Ontvankelijkheid en algemene opmerkingen

Niet in geschil is dat het bezwaar ontvankelijk is.

Overwegingen ten aanzien van de bezwaren en het bestreden besluit

Belanghebbende heeft bezwaar gemaakt tegen de bestreden beschikking omdat zij
destijds door B/T in grote schuldproblemen is gekomen toen B/T overging tot
verrekening van KOT die belanghebbende vanaf 2013 had ontvangen. De door
belanghebbende terug te betalen KOT werd in 2017 met haar huurtoeslag verrekend,
terwijl zij niet over vorderingen van B/T werd geïnformeerd.
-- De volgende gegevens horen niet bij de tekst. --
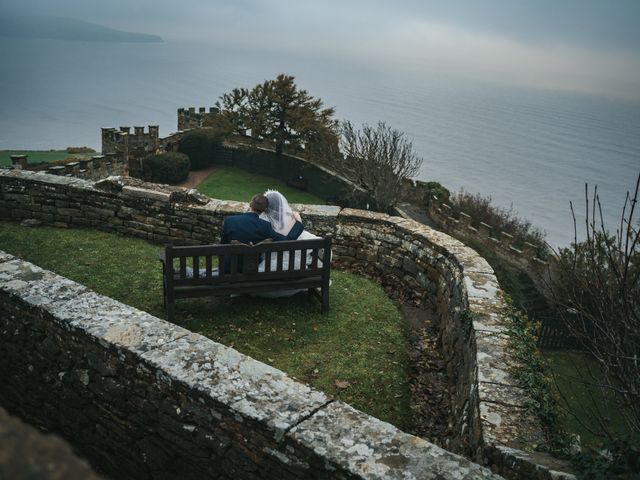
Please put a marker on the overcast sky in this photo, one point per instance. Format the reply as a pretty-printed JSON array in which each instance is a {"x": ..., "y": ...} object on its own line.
[{"x": 582, "y": 45}]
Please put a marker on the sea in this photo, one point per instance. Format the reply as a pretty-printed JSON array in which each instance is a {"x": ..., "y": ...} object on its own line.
[{"x": 533, "y": 151}]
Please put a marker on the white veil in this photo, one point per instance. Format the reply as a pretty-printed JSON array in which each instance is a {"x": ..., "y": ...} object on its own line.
[{"x": 279, "y": 212}]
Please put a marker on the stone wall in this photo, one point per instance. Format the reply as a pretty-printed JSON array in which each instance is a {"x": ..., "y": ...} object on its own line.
[
  {"x": 144, "y": 398},
  {"x": 94, "y": 168},
  {"x": 132, "y": 147},
  {"x": 426, "y": 265},
  {"x": 189, "y": 118},
  {"x": 524, "y": 257}
]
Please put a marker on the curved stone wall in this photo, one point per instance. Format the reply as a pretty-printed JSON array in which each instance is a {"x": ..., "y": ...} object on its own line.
[{"x": 429, "y": 266}]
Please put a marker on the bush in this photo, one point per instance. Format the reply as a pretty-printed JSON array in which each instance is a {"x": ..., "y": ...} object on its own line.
[
  {"x": 505, "y": 220},
  {"x": 171, "y": 167},
  {"x": 200, "y": 146}
]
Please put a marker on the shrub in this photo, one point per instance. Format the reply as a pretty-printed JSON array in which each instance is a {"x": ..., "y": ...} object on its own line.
[
  {"x": 171, "y": 167},
  {"x": 434, "y": 189},
  {"x": 505, "y": 220},
  {"x": 200, "y": 146}
]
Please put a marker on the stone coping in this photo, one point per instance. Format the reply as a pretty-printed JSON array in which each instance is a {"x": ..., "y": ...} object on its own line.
[{"x": 467, "y": 277}]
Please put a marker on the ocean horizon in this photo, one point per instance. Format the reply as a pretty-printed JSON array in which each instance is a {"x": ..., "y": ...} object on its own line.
[{"x": 529, "y": 149}]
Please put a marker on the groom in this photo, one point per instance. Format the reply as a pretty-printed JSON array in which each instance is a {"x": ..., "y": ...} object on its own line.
[{"x": 249, "y": 228}]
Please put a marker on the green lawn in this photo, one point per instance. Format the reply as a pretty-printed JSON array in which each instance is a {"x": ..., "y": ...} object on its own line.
[
  {"x": 39, "y": 156},
  {"x": 232, "y": 183},
  {"x": 361, "y": 341}
]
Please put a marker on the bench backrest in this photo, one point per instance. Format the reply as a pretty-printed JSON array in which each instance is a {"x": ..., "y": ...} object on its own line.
[{"x": 239, "y": 263}]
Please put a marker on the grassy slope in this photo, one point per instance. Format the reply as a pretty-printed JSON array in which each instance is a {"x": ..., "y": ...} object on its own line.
[
  {"x": 236, "y": 184},
  {"x": 35, "y": 156},
  {"x": 361, "y": 341}
]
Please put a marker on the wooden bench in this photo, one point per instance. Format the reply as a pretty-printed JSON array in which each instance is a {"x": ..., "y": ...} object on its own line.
[{"x": 241, "y": 273}]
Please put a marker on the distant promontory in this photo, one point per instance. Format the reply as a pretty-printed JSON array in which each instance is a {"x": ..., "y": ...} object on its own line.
[{"x": 64, "y": 28}]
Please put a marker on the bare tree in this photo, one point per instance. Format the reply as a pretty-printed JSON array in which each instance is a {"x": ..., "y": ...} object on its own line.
[
  {"x": 597, "y": 286},
  {"x": 278, "y": 112},
  {"x": 379, "y": 159}
]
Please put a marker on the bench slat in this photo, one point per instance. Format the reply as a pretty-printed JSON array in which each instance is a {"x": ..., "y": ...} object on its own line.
[{"x": 242, "y": 275}]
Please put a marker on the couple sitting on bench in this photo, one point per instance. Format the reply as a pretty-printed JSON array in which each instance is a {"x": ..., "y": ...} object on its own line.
[
  {"x": 265, "y": 251},
  {"x": 269, "y": 218}
]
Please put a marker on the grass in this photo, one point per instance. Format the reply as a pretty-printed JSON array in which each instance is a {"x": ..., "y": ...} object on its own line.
[
  {"x": 39, "y": 156},
  {"x": 361, "y": 341},
  {"x": 233, "y": 183}
]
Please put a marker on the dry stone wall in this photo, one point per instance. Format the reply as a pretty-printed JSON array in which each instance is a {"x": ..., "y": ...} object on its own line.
[{"x": 426, "y": 265}]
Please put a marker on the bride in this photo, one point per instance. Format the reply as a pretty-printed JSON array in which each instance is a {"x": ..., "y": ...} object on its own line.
[
  {"x": 282, "y": 219},
  {"x": 281, "y": 216}
]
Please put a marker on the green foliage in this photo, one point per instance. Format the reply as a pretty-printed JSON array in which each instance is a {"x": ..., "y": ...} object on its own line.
[
  {"x": 379, "y": 159},
  {"x": 532, "y": 374},
  {"x": 505, "y": 220},
  {"x": 232, "y": 183},
  {"x": 360, "y": 344},
  {"x": 170, "y": 167},
  {"x": 200, "y": 146},
  {"x": 435, "y": 189},
  {"x": 619, "y": 459},
  {"x": 277, "y": 113}
]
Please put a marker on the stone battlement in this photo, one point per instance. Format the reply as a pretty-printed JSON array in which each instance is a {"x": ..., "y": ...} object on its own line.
[
  {"x": 131, "y": 146},
  {"x": 189, "y": 118}
]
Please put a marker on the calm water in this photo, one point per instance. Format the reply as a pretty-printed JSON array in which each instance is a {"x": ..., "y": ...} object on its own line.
[{"x": 529, "y": 149}]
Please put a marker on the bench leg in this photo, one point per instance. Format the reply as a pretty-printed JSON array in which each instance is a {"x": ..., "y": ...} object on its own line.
[
  {"x": 324, "y": 309},
  {"x": 170, "y": 306}
]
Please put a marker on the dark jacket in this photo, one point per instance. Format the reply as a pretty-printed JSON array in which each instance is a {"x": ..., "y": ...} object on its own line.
[{"x": 249, "y": 228}]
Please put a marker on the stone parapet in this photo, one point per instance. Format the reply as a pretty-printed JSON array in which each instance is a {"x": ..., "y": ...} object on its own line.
[
  {"x": 421, "y": 263},
  {"x": 144, "y": 398}
]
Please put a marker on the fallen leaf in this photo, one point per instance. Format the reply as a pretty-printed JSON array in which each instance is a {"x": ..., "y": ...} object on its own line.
[{"x": 342, "y": 384}]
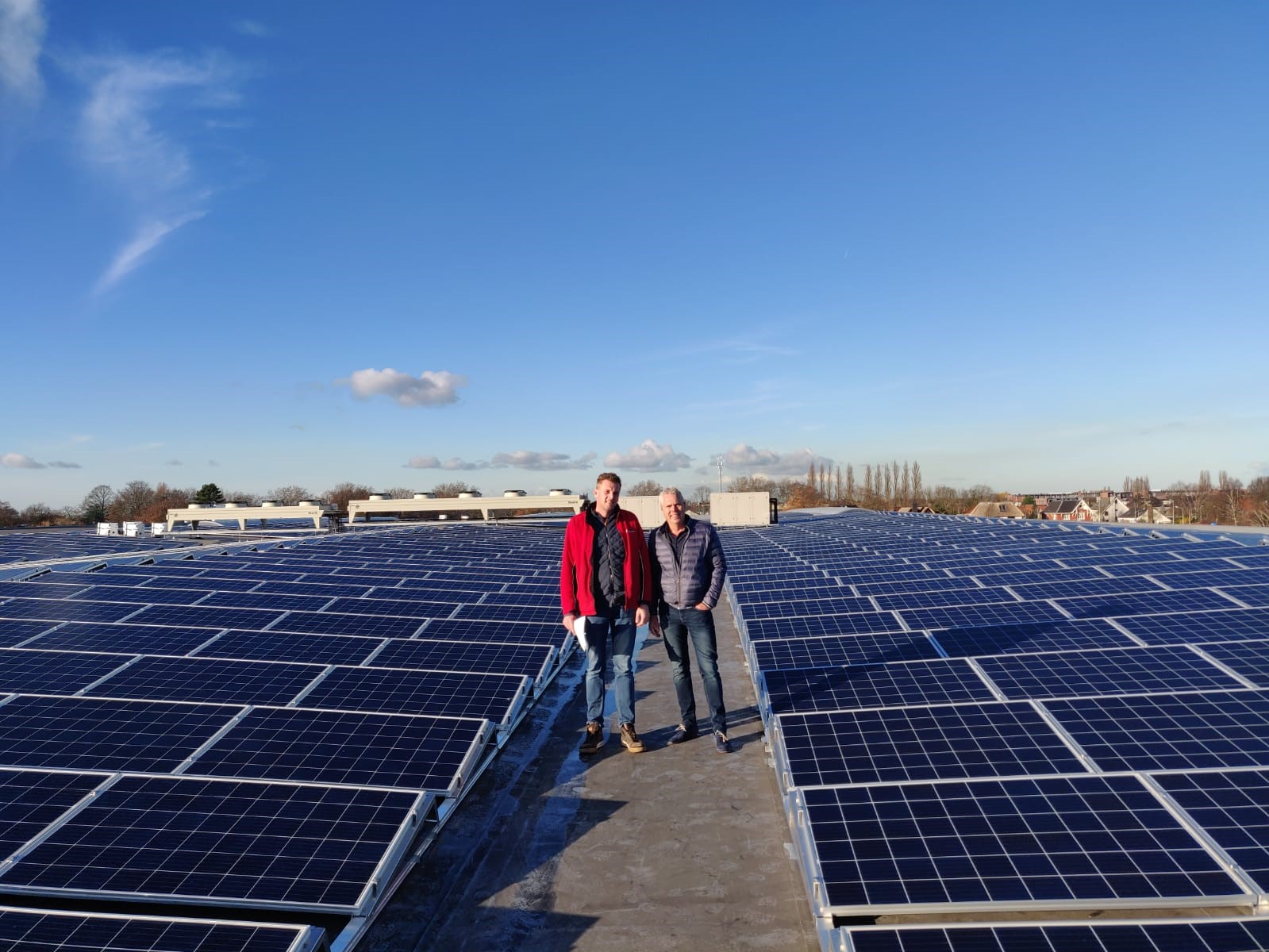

Zij vernam de beslissingen
met betrekking tot de verrekening pas toen zij in 2017 telefonisch contact opnam met
B/T. Zij heeft door deze verrekening haar huur gedurende maanden niet kunnen voldoen.

Aldus is zij in financiële problemen geraakt. Belanghebbende verzoekt deze bijzondere
omstandigheden bij de beoordeling van haar dossier te betrekken.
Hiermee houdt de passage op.